I have made the case elsewhere for AAPT to become available as a matter of request where a person finds pregnancy unacceptably burdensome, for reasons which extend beyond “clinical indication.” This raises a very interesting question in relation to parental leave: would the extended rights and protection afforded by the 2023 Act extend to the situation where a person has chosen to prematurely end bodily gestation? This question is particularly important in light of the fact, highlighted by Hooton and Romanis, that traditional maternity leave provisions are unlikely to offer sufficient protection for those opting to end bodily gestation early through the use of AAPT.
As noted above, the exact definition of the “neonatal care” has yet to be determined. This definition will likely be instructive in determining whether someone who opts for AAPT beyond a recognized “clinical indication” would qualify for the Act’s protection. Were clinical indication to be a necessary precursor for Neonatal Care leave and pay, then careful consideration would need to be given to determining what amounts to such an indication — and care should be taken not to unduly restrict this “clinical indication” along narrow physiological lines.
This blog has raised a number of questions about who would have access to extended parental leave if AAPT is used.

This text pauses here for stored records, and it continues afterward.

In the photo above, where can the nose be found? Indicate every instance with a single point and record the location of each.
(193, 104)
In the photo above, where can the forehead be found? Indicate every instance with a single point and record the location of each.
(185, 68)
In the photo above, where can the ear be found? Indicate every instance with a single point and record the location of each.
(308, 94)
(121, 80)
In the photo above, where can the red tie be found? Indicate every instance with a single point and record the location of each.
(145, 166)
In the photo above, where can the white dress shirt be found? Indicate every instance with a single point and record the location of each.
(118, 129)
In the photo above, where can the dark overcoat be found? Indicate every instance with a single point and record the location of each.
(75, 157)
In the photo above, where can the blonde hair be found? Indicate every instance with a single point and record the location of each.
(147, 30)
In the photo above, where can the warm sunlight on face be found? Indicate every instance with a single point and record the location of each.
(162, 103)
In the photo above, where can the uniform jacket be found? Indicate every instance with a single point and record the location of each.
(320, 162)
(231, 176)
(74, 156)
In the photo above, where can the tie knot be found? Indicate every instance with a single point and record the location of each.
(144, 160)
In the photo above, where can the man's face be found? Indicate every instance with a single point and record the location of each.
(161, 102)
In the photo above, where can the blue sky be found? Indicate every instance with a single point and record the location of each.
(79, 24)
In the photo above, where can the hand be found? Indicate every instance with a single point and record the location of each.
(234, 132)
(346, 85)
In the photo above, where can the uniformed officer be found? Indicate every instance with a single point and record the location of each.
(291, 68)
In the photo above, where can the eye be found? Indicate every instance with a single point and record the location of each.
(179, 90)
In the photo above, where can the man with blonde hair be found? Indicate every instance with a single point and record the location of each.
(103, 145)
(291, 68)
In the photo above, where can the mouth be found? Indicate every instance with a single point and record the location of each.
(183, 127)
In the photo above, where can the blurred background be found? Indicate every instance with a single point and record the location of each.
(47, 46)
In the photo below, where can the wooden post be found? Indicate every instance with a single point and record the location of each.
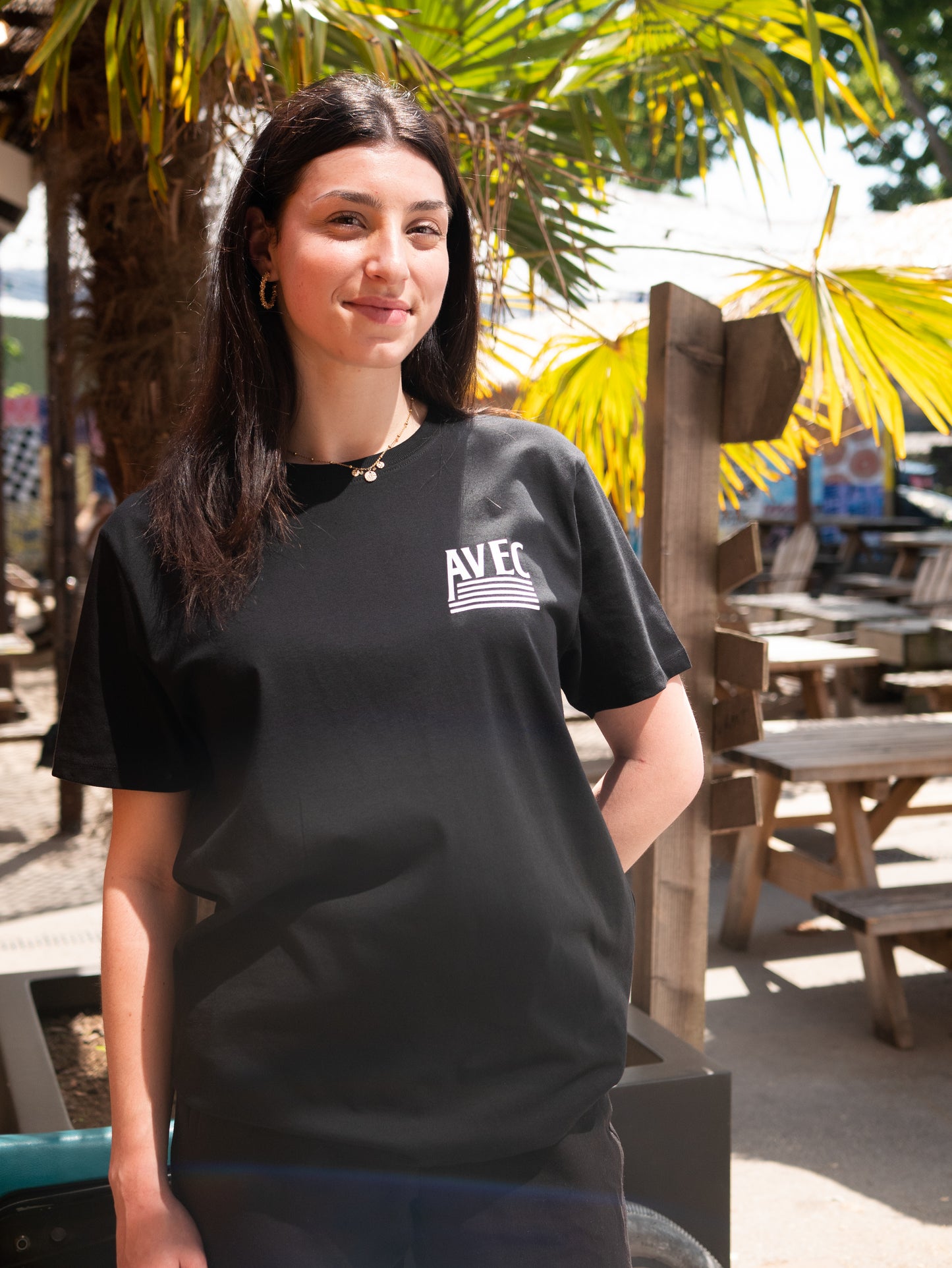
(680, 534)
(5, 670)
(709, 382)
(61, 433)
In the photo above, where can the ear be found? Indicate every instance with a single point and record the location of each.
(262, 239)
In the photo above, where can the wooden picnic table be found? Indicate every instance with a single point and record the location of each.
(847, 755)
(852, 527)
(910, 544)
(16, 645)
(805, 658)
(831, 614)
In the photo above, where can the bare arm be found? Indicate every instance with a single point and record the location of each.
(657, 770)
(144, 915)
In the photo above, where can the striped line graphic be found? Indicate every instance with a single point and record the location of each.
(495, 592)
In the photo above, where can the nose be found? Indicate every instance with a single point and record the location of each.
(387, 258)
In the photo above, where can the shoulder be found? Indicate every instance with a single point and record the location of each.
(507, 439)
(127, 528)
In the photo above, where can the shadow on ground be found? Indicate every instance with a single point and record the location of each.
(813, 1088)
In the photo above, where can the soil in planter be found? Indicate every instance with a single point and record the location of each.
(78, 1051)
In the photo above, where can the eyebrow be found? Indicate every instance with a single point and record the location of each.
(356, 196)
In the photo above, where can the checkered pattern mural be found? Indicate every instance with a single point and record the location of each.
(22, 463)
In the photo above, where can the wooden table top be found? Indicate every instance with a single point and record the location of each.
(849, 523)
(835, 750)
(16, 645)
(922, 538)
(842, 608)
(835, 608)
(789, 653)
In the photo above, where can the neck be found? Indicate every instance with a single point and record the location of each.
(347, 411)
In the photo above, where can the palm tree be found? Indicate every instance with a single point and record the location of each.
(544, 101)
(865, 333)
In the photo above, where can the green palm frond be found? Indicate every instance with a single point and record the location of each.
(864, 333)
(520, 84)
(592, 389)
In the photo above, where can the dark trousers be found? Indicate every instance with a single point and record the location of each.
(269, 1200)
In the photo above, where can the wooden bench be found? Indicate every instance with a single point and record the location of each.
(884, 916)
(794, 560)
(935, 685)
(931, 587)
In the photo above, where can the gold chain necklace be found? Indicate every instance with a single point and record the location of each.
(369, 473)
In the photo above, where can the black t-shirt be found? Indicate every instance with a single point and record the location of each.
(424, 936)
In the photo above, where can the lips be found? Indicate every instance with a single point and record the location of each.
(383, 312)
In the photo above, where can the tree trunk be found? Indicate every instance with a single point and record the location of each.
(59, 171)
(138, 324)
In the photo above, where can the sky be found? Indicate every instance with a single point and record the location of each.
(729, 212)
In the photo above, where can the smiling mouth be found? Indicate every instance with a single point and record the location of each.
(383, 312)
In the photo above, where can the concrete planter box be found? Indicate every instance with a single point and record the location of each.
(671, 1111)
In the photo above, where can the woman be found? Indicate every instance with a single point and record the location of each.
(321, 664)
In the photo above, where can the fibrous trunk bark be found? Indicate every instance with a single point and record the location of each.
(138, 321)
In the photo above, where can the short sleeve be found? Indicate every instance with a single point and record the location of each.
(624, 648)
(117, 726)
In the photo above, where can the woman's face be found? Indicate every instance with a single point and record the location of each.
(360, 254)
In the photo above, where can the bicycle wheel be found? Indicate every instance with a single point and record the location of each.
(657, 1242)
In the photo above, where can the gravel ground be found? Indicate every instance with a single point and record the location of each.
(842, 1145)
(42, 870)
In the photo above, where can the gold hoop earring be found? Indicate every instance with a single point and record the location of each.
(263, 293)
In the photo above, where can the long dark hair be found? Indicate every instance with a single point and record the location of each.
(219, 490)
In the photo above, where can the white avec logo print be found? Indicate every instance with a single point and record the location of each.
(488, 575)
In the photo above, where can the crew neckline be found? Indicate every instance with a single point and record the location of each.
(396, 455)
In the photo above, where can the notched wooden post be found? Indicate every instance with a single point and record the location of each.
(709, 382)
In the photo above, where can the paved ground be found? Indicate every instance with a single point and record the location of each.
(842, 1145)
(40, 869)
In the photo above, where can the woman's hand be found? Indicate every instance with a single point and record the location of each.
(657, 771)
(156, 1233)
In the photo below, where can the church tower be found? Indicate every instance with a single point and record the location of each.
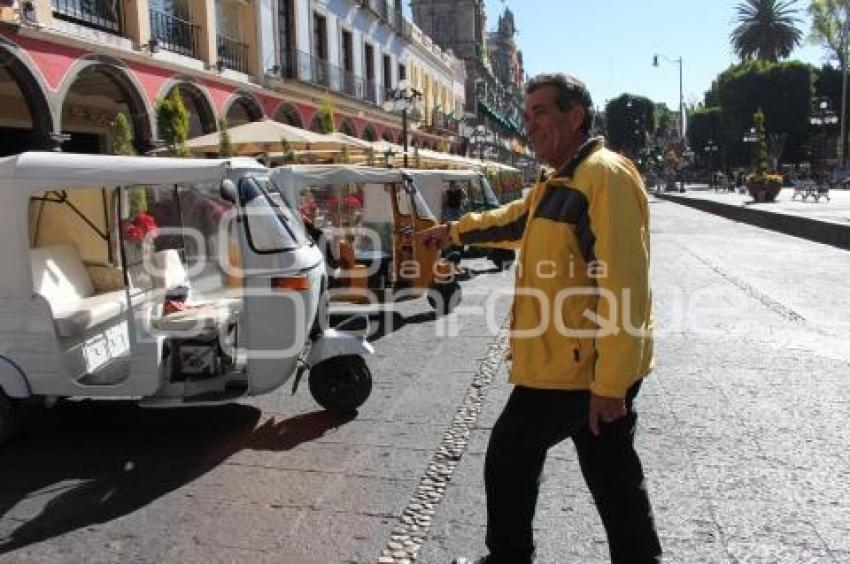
(453, 24)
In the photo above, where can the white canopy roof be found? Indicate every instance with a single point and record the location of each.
(265, 135)
(299, 176)
(40, 171)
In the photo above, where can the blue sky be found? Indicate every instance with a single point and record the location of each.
(609, 43)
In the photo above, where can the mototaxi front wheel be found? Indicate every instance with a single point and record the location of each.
(8, 417)
(341, 383)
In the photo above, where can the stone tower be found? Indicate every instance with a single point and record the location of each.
(453, 24)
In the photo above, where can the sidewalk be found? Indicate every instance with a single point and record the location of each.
(743, 431)
(825, 221)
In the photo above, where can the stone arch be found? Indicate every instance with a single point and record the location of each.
(369, 134)
(198, 104)
(100, 79)
(346, 126)
(288, 113)
(242, 107)
(316, 123)
(17, 69)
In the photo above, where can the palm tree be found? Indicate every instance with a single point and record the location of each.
(767, 30)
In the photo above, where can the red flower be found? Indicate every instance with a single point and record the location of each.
(140, 226)
(353, 202)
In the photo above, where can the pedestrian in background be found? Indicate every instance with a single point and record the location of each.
(593, 213)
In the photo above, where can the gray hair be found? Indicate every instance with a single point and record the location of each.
(571, 91)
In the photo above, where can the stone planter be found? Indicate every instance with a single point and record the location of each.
(764, 192)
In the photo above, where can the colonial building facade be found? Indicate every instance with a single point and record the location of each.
(494, 74)
(68, 67)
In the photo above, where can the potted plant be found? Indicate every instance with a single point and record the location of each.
(763, 187)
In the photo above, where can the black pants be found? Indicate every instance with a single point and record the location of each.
(534, 421)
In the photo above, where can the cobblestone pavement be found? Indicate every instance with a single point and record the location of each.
(743, 433)
(743, 427)
(835, 210)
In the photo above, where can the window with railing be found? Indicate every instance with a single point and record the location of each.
(314, 70)
(173, 33)
(232, 54)
(104, 15)
(320, 36)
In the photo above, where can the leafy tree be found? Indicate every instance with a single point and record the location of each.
(761, 143)
(286, 149)
(767, 30)
(325, 115)
(783, 91)
(173, 123)
(343, 156)
(704, 125)
(831, 26)
(225, 147)
(629, 119)
(122, 144)
(122, 136)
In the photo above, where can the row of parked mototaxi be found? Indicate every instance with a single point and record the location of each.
(179, 282)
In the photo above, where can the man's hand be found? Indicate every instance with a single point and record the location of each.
(435, 237)
(605, 410)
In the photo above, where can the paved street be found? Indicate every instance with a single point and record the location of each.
(743, 432)
(834, 210)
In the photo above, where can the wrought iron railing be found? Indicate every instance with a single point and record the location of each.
(174, 34)
(308, 68)
(105, 15)
(232, 54)
(371, 93)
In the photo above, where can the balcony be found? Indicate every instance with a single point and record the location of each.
(174, 34)
(305, 67)
(103, 15)
(444, 122)
(232, 54)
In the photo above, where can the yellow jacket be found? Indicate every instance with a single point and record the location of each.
(583, 241)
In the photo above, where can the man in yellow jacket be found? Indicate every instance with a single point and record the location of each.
(581, 328)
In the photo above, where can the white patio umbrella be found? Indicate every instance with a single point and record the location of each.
(353, 141)
(264, 136)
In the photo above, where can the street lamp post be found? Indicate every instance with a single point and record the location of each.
(681, 92)
(711, 149)
(750, 138)
(823, 117)
(479, 137)
(403, 99)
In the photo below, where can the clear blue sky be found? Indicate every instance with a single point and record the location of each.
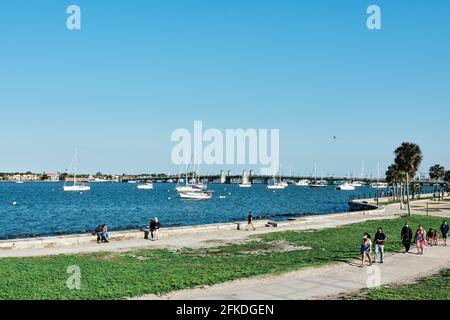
(140, 69)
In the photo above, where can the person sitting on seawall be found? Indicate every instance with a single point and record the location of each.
(366, 249)
(154, 228)
(380, 239)
(419, 239)
(430, 236)
(444, 231)
(98, 233)
(436, 237)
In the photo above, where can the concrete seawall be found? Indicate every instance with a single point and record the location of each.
(81, 239)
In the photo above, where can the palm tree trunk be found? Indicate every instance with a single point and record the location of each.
(407, 194)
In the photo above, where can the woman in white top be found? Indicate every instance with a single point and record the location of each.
(366, 249)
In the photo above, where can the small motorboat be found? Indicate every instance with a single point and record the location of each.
(146, 186)
(203, 195)
(345, 187)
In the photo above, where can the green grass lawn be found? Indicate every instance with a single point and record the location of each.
(436, 287)
(138, 272)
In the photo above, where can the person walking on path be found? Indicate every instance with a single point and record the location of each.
(250, 221)
(430, 236)
(105, 235)
(444, 231)
(157, 226)
(379, 239)
(436, 238)
(366, 249)
(98, 233)
(406, 236)
(154, 227)
(419, 239)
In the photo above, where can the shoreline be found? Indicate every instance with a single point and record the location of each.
(175, 232)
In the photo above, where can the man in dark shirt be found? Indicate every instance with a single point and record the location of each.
(444, 231)
(250, 221)
(380, 238)
(406, 236)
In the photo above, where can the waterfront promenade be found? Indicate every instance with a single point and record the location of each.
(307, 283)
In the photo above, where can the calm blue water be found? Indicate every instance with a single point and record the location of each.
(45, 209)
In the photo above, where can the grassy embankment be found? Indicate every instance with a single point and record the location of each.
(431, 288)
(126, 274)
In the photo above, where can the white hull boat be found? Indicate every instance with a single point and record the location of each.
(357, 184)
(345, 187)
(146, 186)
(77, 188)
(379, 185)
(204, 195)
(302, 183)
(245, 185)
(318, 184)
(190, 188)
(276, 186)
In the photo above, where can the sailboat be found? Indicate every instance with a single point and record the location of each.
(359, 183)
(378, 184)
(277, 184)
(346, 186)
(192, 190)
(318, 183)
(77, 186)
(302, 183)
(146, 186)
(245, 181)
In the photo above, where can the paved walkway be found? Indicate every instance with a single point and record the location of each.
(195, 240)
(321, 282)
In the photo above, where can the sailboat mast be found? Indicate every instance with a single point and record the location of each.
(75, 167)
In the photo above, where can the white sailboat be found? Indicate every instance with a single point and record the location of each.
(346, 186)
(378, 184)
(190, 185)
(318, 183)
(277, 184)
(245, 181)
(302, 183)
(76, 186)
(146, 186)
(202, 195)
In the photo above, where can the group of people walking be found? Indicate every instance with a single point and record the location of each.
(101, 232)
(421, 238)
(366, 247)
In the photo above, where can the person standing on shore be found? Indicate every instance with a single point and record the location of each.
(436, 237)
(419, 239)
(104, 232)
(250, 221)
(98, 233)
(406, 236)
(444, 231)
(366, 249)
(154, 227)
(380, 238)
(157, 226)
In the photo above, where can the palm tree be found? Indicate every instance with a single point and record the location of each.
(415, 189)
(447, 179)
(408, 158)
(395, 177)
(437, 172)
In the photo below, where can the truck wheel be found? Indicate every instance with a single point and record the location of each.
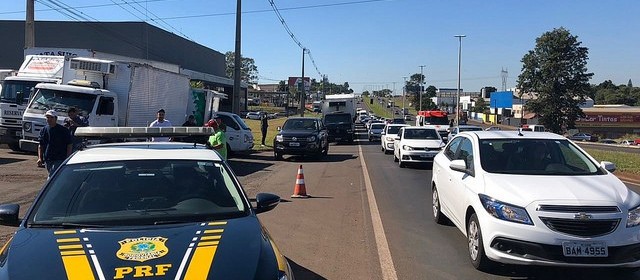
(15, 147)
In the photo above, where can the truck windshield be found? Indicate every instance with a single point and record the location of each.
(436, 120)
(16, 92)
(241, 122)
(60, 101)
(337, 118)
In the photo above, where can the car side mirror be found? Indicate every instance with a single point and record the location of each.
(9, 215)
(266, 202)
(460, 166)
(609, 166)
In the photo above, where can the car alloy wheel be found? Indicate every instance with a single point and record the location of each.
(401, 164)
(476, 245)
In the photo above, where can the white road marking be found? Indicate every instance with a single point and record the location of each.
(384, 254)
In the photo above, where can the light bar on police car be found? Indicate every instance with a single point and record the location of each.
(124, 132)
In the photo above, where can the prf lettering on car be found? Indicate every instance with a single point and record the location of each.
(142, 271)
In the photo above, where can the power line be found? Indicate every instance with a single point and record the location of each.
(79, 7)
(293, 36)
(71, 13)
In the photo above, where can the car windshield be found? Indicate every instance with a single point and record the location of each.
(535, 157)
(393, 129)
(421, 134)
(300, 124)
(462, 129)
(139, 192)
(61, 101)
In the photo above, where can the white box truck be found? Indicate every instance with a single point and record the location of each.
(126, 94)
(16, 90)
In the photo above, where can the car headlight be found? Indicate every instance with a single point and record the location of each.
(26, 126)
(504, 211)
(633, 218)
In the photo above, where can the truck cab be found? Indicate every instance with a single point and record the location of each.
(98, 106)
(239, 136)
(340, 126)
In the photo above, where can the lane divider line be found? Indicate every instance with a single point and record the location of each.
(384, 254)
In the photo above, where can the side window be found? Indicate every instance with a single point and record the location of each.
(466, 152)
(229, 122)
(452, 148)
(105, 107)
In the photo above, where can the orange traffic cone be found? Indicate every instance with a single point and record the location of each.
(300, 191)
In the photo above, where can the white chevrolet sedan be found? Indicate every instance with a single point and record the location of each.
(415, 144)
(535, 198)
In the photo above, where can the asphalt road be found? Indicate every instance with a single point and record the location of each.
(419, 247)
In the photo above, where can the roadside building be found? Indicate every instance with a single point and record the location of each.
(139, 40)
(610, 121)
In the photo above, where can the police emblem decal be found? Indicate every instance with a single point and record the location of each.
(142, 248)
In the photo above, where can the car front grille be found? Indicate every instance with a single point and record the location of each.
(297, 139)
(581, 228)
(578, 209)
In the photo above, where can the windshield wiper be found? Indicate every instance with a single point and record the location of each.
(155, 210)
(64, 225)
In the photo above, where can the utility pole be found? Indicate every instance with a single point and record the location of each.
(302, 88)
(29, 26)
(235, 102)
(458, 91)
(421, 85)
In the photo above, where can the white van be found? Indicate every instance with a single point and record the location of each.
(533, 127)
(239, 136)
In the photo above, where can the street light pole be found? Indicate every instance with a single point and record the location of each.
(421, 85)
(404, 90)
(458, 91)
(303, 94)
(237, 63)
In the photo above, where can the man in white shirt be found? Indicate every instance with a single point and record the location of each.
(160, 122)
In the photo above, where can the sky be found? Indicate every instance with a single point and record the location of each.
(374, 44)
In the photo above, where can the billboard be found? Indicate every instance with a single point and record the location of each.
(295, 81)
(501, 99)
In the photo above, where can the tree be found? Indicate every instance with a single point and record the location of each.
(556, 71)
(248, 72)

These questions are pertinent, as the regulation that will construct the exact parameters of access to Neonatal Care leave and pay in the UK has yet to be written. It is likely that the use of AAPT will create an emotionally strenuous situation for parents, regardless of their reason for using this. Therefore, parental leave rights should be carefully evaluated in light of this developing technology to support affected families.
Anna Nelson is a Teaching Associate in the department of Law at the University of Manchester.